D'après l'analyste, la diversification constitue plus que jamais une nécessité dans l'allocation des portefeuilles.

"L'objectif n'est pas de tout détenir, mais d'éviter un portefeuille reposant sur une seule dynamique: par exemple une stabilité du pétrole, un seul scénario en matière d'évolution des de taux, un seul style au niveau des actions ou un seul segment au sein de l'IA", explique-t-elle.

Certaines dynamiques sectorielles ont d'ailleurs été évidentes hier à Wall Street, où le S&P 500 a terminé en baisse de 0,5% tandis que le Nasdaq lâchait autour de 1%

Les valeurs défensives ont surperformé les cycliques, la technologie et la consommation non essentielle ayant enregistré les plus fortes baisses du jour, aux côtés du secteur de la finance dans le sillage des résultats trimestriels toujours diversement accueillis de plusieurs grandes banques américaines.

La saison des résultats du quatrième trimestre va se poursuivre aujourd'hui avec les publications de trois grandes institutions financières, à savoir Morgan Stanley, Goldman Sachs et BlackRock, avec l'espoir que leurs copies soient mieux accueillies que celles de leurs homologues ces derniers jours.

"Il faut dire qu'on arrive dans cette saison des résultats avec des attentes particulièrement élevées, avec des révisions à la hausse et des perspectives largement favorables, contrairement aux tendances historiques. Cela place évidemment la barre très haut", reconnaissent ce matin les équipes de Danske Bank.

Au chapitre économique, l'attention des marchés se portera aujourd'hui sur les inscriptions hebdomadaires au chômage et l'indice Empire State aux Etats-Unis, ainsi que sur la production industrielle en Europe attendue en fin de matinée.

Sur le marché obligataire, le rendement des Treasuries à 10 ans se détend de plus de trois points de base, à 4,14%, alors qu'il dépassait les 4,20% il y a moins d'une semaine. En Europe, le Bund allemand de même échéance se stabilise au-dessus de 2,81%.

Du côté des devises, le dollar gagne 0,2% face au yen, qui ne jour pas son rôle de valeur refuge dans un climat d'aversion au risque du fait de la perspective de prochaines élections législatives anticipées au Japon. L'euro recule pour sa part de 0,1% face au billet vert, mais se maintient au-dessus de 1,1660.

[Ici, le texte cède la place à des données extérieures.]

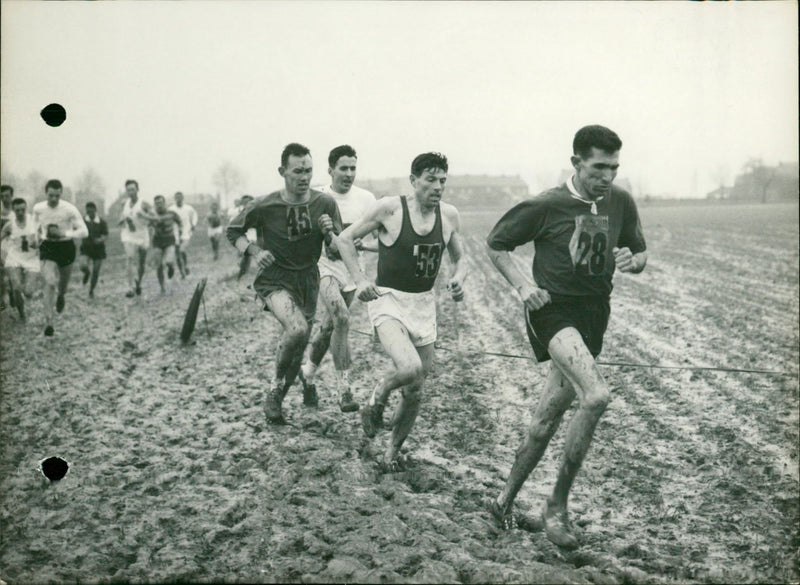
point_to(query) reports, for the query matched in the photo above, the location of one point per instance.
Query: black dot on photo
(54, 114)
(54, 468)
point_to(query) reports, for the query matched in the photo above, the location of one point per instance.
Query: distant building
(721, 193)
(462, 190)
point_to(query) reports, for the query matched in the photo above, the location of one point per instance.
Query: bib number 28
(592, 252)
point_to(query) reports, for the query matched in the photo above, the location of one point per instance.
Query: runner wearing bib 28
(582, 231)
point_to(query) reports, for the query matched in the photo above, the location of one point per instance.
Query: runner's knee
(597, 400)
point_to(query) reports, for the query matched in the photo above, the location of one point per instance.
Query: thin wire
(622, 364)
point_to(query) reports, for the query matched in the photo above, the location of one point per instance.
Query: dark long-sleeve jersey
(289, 230)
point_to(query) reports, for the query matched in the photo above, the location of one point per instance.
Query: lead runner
(291, 225)
(582, 230)
(412, 235)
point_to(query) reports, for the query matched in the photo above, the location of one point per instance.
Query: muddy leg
(293, 339)
(407, 410)
(556, 398)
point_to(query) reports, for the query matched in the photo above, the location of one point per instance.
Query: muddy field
(175, 476)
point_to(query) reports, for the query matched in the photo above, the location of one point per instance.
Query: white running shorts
(415, 311)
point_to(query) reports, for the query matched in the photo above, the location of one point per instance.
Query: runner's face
(53, 195)
(297, 174)
(595, 174)
(429, 187)
(343, 174)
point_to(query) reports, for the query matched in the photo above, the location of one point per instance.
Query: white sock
(309, 369)
(343, 380)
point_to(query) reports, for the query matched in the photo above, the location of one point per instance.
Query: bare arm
(455, 249)
(370, 222)
(533, 296)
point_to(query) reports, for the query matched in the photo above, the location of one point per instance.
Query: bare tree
(762, 176)
(89, 185)
(228, 178)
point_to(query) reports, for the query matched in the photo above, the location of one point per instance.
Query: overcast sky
(164, 92)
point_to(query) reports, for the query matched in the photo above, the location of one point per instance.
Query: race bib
(588, 246)
(298, 222)
(427, 258)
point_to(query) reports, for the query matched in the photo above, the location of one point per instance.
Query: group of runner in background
(39, 246)
(307, 243)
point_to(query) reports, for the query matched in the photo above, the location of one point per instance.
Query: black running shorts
(62, 252)
(93, 251)
(589, 315)
(302, 285)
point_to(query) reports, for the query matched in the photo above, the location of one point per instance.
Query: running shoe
(558, 529)
(310, 397)
(20, 302)
(372, 418)
(346, 402)
(272, 407)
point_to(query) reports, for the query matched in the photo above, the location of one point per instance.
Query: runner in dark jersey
(413, 233)
(93, 248)
(581, 231)
(6, 213)
(214, 220)
(291, 226)
(163, 242)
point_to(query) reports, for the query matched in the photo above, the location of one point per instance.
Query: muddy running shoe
(346, 402)
(503, 520)
(372, 418)
(272, 407)
(20, 302)
(557, 528)
(310, 397)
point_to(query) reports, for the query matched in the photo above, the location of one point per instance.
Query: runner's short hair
(339, 152)
(53, 184)
(595, 136)
(293, 149)
(428, 160)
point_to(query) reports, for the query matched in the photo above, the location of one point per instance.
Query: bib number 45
(298, 221)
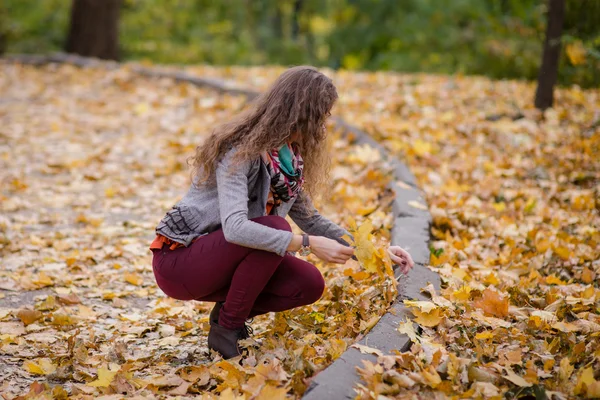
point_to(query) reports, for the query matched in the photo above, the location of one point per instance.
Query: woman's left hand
(401, 257)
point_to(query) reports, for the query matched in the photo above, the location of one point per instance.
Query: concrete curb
(410, 230)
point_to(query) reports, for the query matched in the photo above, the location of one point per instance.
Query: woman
(227, 240)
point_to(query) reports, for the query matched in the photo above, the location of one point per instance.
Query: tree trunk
(544, 95)
(295, 19)
(94, 29)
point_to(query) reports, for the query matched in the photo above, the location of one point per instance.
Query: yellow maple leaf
(576, 52)
(565, 369)
(365, 250)
(429, 319)
(484, 335)
(29, 316)
(585, 382)
(133, 278)
(463, 294)
(43, 366)
(105, 377)
(270, 392)
(492, 303)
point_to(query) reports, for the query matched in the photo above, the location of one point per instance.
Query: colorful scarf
(285, 169)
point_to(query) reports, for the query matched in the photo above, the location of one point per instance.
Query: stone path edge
(410, 230)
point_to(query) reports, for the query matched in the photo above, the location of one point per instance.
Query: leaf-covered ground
(90, 159)
(515, 198)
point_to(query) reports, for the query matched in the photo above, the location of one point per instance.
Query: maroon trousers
(249, 281)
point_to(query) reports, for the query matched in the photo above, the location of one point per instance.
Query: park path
(91, 159)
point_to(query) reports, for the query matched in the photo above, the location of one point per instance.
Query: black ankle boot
(214, 314)
(225, 341)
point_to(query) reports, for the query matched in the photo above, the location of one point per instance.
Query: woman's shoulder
(230, 158)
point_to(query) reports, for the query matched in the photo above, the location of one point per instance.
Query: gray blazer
(240, 194)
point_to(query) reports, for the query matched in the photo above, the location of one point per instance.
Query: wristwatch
(305, 249)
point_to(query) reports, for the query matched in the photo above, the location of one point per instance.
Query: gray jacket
(240, 194)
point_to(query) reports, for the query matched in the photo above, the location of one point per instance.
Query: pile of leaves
(515, 199)
(90, 160)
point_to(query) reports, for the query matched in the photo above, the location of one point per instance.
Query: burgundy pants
(249, 281)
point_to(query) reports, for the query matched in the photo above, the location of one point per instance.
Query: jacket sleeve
(232, 187)
(306, 216)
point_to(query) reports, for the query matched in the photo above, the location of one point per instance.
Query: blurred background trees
(497, 38)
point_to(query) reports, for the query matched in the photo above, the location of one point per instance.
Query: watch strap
(305, 242)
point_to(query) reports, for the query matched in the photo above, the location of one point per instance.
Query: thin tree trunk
(94, 29)
(295, 19)
(544, 95)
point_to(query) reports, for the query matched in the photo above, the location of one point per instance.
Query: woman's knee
(274, 221)
(314, 286)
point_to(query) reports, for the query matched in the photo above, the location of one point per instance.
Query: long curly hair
(299, 102)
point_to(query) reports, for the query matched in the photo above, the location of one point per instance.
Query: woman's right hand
(329, 250)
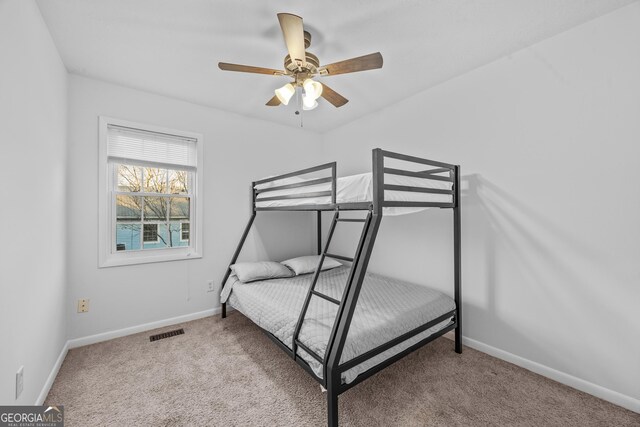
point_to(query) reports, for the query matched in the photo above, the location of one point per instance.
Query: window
(149, 203)
(150, 233)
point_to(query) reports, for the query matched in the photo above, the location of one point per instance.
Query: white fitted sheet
(386, 309)
(357, 188)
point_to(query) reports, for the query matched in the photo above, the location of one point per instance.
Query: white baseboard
(52, 375)
(603, 393)
(106, 336)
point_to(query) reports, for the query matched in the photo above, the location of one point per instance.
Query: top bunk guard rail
(331, 167)
(434, 173)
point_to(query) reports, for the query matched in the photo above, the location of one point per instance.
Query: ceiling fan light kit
(303, 66)
(285, 93)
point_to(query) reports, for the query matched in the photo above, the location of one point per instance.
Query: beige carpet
(228, 373)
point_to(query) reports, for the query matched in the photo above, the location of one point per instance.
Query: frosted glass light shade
(312, 88)
(308, 103)
(285, 93)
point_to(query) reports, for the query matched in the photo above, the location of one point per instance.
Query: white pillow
(308, 264)
(252, 271)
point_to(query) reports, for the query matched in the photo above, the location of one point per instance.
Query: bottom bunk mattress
(386, 309)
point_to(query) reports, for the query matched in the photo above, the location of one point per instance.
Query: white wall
(237, 150)
(549, 144)
(33, 120)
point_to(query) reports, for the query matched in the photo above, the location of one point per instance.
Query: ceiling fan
(303, 66)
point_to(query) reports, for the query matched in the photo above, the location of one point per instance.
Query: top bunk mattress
(357, 188)
(386, 309)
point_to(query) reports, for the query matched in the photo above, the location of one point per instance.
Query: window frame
(108, 255)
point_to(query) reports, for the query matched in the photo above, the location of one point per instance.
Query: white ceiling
(172, 47)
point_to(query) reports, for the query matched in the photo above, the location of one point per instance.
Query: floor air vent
(163, 335)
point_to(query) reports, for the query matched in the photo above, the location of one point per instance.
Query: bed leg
(332, 408)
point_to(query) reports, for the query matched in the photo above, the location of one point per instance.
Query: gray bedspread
(386, 309)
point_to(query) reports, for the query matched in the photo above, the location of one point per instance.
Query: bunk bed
(343, 325)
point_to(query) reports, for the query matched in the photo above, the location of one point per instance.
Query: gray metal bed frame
(332, 368)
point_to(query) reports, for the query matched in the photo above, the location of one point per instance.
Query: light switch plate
(19, 381)
(83, 305)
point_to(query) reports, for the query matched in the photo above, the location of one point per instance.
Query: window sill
(148, 256)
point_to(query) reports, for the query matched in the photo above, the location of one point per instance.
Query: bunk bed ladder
(312, 289)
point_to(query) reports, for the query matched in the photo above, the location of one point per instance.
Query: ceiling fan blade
(333, 97)
(293, 33)
(249, 69)
(361, 63)
(273, 102)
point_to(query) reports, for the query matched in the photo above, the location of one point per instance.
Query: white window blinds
(127, 145)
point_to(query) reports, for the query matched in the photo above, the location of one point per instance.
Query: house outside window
(150, 206)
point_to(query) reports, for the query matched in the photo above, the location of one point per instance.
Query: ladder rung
(311, 353)
(344, 258)
(327, 297)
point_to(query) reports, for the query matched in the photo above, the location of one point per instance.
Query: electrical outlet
(83, 305)
(19, 381)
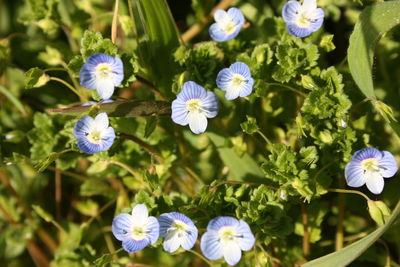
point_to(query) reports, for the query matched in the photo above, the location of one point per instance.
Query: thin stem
(339, 228)
(288, 87)
(347, 191)
(66, 84)
(200, 256)
(196, 28)
(306, 233)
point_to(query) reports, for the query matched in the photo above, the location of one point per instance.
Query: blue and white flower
(302, 19)
(136, 231)
(235, 80)
(177, 230)
(94, 135)
(102, 72)
(226, 237)
(227, 24)
(193, 106)
(369, 166)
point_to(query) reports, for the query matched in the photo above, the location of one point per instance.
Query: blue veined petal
(237, 16)
(190, 239)
(118, 71)
(309, 5)
(101, 121)
(154, 229)
(131, 245)
(85, 146)
(197, 122)
(172, 243)
(83, 126)
(211, 246)
(224, 79)
(247, 88)
(217, 34)
(191, 90)
(354, 174)
(247, 240)
(367, 153)
(122, 226)
(210, 104)
(232, 253)
(241, 68)
(140, 214)
(389, 164)
(297, 31)
(221, 221)
(107, 138)
(290, 11)
(318, 20)
(179, 112)
(374, 181)
(105, 87)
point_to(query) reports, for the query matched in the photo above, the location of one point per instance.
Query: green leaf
(13, 99)
(158, 38)
(35, 77)
(42, 213)
(240, 168)
(250, 126)
(373, 22)
(122, 108)
(346, 255)
(93, 42)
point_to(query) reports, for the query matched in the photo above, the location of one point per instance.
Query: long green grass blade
(348, 254)
(373, 22)
(158, 38)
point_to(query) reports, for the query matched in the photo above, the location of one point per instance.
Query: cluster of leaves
(268, 159)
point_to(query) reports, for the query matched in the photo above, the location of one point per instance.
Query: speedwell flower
(226, 237)
(94, 135)
(102, 72)
(302, 19)
(369, 166)
(227, 25)
(193, 106)
(178, 230)
(136, 231)
(235, 80)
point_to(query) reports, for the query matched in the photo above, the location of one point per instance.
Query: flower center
(227, 234)
(238, 80)
(370, 164)
(103, 70)
(94, 137)
(139, 232)
(193, 105)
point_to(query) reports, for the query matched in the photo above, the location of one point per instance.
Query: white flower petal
(140, 214)
(232, 252)
(374, 181)
(105, 87)
(197, 122)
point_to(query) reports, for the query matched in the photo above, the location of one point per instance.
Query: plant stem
(306, 233)
(339, 228)
(196, 28)
(347, 191)
(66, 84)
(288, 87)
(200, 256)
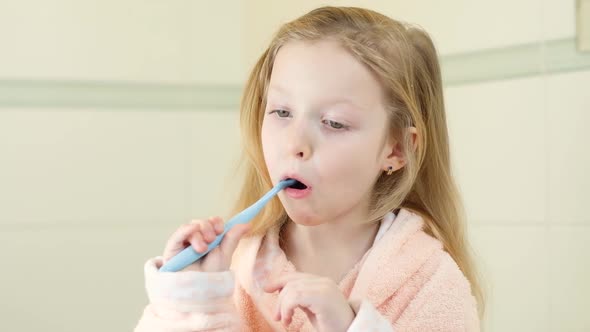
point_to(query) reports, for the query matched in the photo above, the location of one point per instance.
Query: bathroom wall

Les cours du brut repartent en forte baisse, à moins de 60 dollars le baril pour le brut léger texan (WTI) et à 64,3 dollars pour le Brent de mer du Nord alors que Donald Trump a laissé entendre hier soir qu'il pourrait renoncer à une action militaire contre l'Iran, un revirement perçu comme un signe d'apaisement, atténuant les craintes d'une perturbation de l'approvisionnement mondial en brut depuis une région stratégique.

Le peu d'appétit pour les actifs risqués ne profite ni à l'or, qui perd 0,5% à 4 612,8 dollars l'once, ni à l'argent, qui décroche de 2,3% après avoir volé de records en records au cours des dernières séances.